There is an old saying, “Do not keep all your eggs in the same basket”. Diversification is the key. It is the same strategy followed in the traditional logic from Mutual fund investments.
       Just like there are Big Cap, Mid Cap and Small Cap for Mutual funds, we can also categorize Market Capitalization of Cryptocurrencies into Big, Mid and Small.
       Keep this in mind while investing will help us plan better.
       There is no guarantee that a particular cryptocurrency will be successful.
       Also the returns on Investment is different from different Cryptocurrencies

60-20-20 Rule

Only the Bitcoin (BTC) is considered the Big Cap (Big Market Capitalization). So, 60% of the investments will need to be in BTC. This is secure investment with decent growth over time.

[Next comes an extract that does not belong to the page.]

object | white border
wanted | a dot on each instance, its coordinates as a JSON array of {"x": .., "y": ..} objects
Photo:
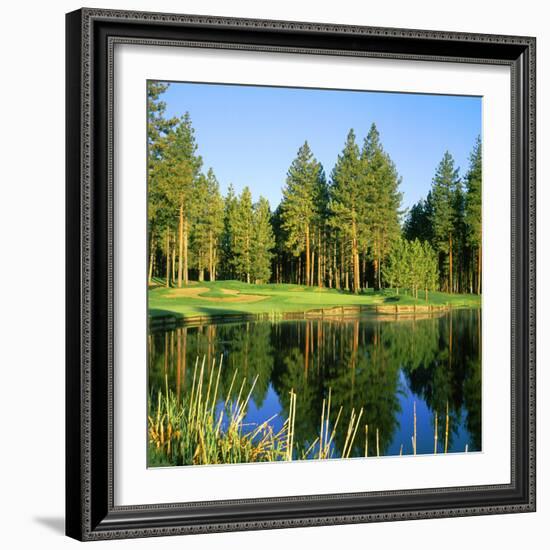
[{"x": 134, "y": 483}]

Coins like Ethereum (ETH), Bitcoin Cash (BCH) and Bitcoin Gold (BCG) are Mid Cap (Medium Market Capitalization). 20% of the investments will need to be in a mix of ETH, BCH and BCG. This will have greater growth opportunity compared to BTC but there are small risk of failures.
Coins like Veritaseum (VERI), Dogecoin (DOGE), SALT (SALT), Electroneum (ETN), etc. are Small Cap (Small Market Capitalization). Remaining 20% of the investments will need to be a mix of 5-10 such coins. These coins have the greatest growth opportunity but also greater risk. Most of the coins in this category will fail but ones that survive would have the capability to eclipse the entire cryptocurrency investment portfolio.